Developments in organ transplants
Transplant rejection happens when the immune system recognises the transplanted tissue as foreign and destroys it. The first successful transplant was done in 1954 when a kidney was transplanted between twins. Because the twins were genetically identical, no suppression of the immune system was needed. Since then, the use and success of transplantation has increased with:
- improved immunosuppression
- improved tissue typing
- better techniques for preserving and transporting organs.
Organ donation in New Zealand
In New Zealand, about 400 New Zealanders are on the waiting list for an organ transplant at any one time. Most of these people (about 350) are waiting for kidney transplants. Many will die unless suitable donor organs become available. You can indicate on your driver’s licence whether you wish to donate your organs. However, your organs will only be donated if family members agree to donate them at the time. New Zealand has one of the lowest rates of organ donation internationally.
Would you be willing to donate your organs when you die? Why or why not? Would you accept a donated organ if you needed one to live?
Organ donation worldwide
Spain has one of the highest rates of donation – more than 30 organ donors per million of population each year, compared with about 20 in the US, 16 in the UK, 13 in Australia and less than 10 in New Zealand. In some countries, the rates of organ donation are higher than others due to social, cultural or legal factors, but invariably, all countries are unable to meet the demand for organs. Worldwide, there is a shortage of organs for transplants.
‘Opt in’ versus ‘opt out’ organ donation systems
Currently, most countries, including the US, UK, Australia and New Zealand, have an ‘opt in’ organ donation system where people say whether they are willing to donate their organs. However, the final decision on whether organs are donated is usually made by the family of the potential donor. It’s been suggested that an ‘opt out’ organ donation system could increase donations. In this system, donation is assumed to be compulsory unless people have already specified that they don’t want to donate their organs or family members refuse.

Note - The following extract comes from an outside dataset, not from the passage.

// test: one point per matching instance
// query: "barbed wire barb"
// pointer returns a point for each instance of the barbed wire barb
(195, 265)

Whether an ‘opt out’ rather than ‘opt in’ system would increase organ donation is debatable. For example, Spain has one of the highest donation rates in the world, and this was unchanged when they switched from an ‘opt in’ to an ‘opt out’ system in 1979. Ultimately, organ donation system changes may ease the organ shortfall but probably won’t solve the problem.

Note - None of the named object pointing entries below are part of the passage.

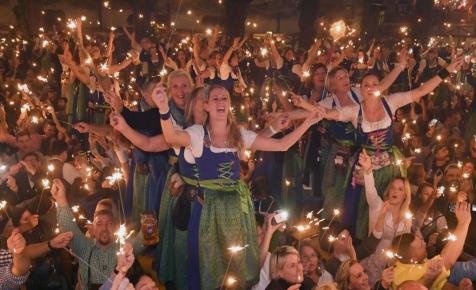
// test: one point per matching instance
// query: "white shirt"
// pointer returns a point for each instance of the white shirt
(264, 278)
(395, 101)
(197, 133)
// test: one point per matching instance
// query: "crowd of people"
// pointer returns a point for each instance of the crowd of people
(193, 161)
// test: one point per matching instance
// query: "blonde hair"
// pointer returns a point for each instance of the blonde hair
(180, 73)
(343, 274)
(326, 286)
(278, 260)
(234, 133)
(405, 207)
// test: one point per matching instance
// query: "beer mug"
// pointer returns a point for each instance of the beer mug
(150, 229)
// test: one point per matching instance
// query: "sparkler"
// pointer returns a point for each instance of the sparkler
(450, 237)
(3, 206)
(234, 250)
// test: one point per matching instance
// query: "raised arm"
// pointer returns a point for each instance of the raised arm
(393, 75)
(270, 144)
(453, 248)
(172, 136)
(149, 144)
(431, 84)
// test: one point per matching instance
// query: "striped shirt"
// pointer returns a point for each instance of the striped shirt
(8, 281)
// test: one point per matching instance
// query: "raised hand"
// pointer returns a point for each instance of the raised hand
(114, 100)
(463, 212)
(126, 259)
(16, 243)
(297, 100)
(282, 122)
(455, 64)
(387, 277)
(58, 192)
(117, 121)
(365, 161)
(61, 240)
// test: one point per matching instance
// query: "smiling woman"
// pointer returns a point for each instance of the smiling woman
(227, 216)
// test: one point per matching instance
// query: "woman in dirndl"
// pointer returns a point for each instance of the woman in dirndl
(373, 120)
(227, 217)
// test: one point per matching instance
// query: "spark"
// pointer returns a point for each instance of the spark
(46, 183)
(235, 249)
(450, 237)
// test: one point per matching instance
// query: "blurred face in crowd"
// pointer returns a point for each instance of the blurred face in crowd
(103, 229)
(468, 168)
(49, 130)
(442, 154)
(179, 90)
(292, 270)
(319, 77)
(472, 148)
(417, 250)
(426, 193)
(396, 192)
(289, 55)
(340, 245)
(218, 104)
(218, 59)
(341, 82)
(309, 260)
(145, 43)
(32, 161)
(181, 56)
(369, 86)
(358, 279)
(452, 175)
(25, 143)
(198, 109)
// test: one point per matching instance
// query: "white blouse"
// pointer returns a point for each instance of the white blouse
(395, 101)
(197, 133)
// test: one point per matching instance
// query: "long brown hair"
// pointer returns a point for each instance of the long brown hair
(234, 133)
(190, 105)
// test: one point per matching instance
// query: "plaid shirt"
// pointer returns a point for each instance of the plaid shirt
(103, 262)
(5, 258)
(8, 281)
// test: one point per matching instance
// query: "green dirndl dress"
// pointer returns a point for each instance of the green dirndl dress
(384, 156)
(172, 248)
(227, 219)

Get information sheet: Ethics of organ donation
Living or paired organ donation
A living relative or friend may be willing to donate a kidney to a patient, but they may not have a compatible blood group or tissue type. In this case, the potential donor and recipient could be matched with another pair in the same situation. This is called paired donation and may help provide organs for some people who would otherwise wait a long time.
Alternative sources of organs
Researchers are exploring whether animals could provide organs for humans. Animal to human transplantation, or xenotransplantation, is being investigated by scientists worldwide. The technology has huge potential but first has to overcome issues with rejection, cross-species infection and ethical issues.
Get information sheet: Xenotransplantation
Stem cells are also being investigated as an alternative source of donor cells or tissue, but this work is in development and also raises ethical issues.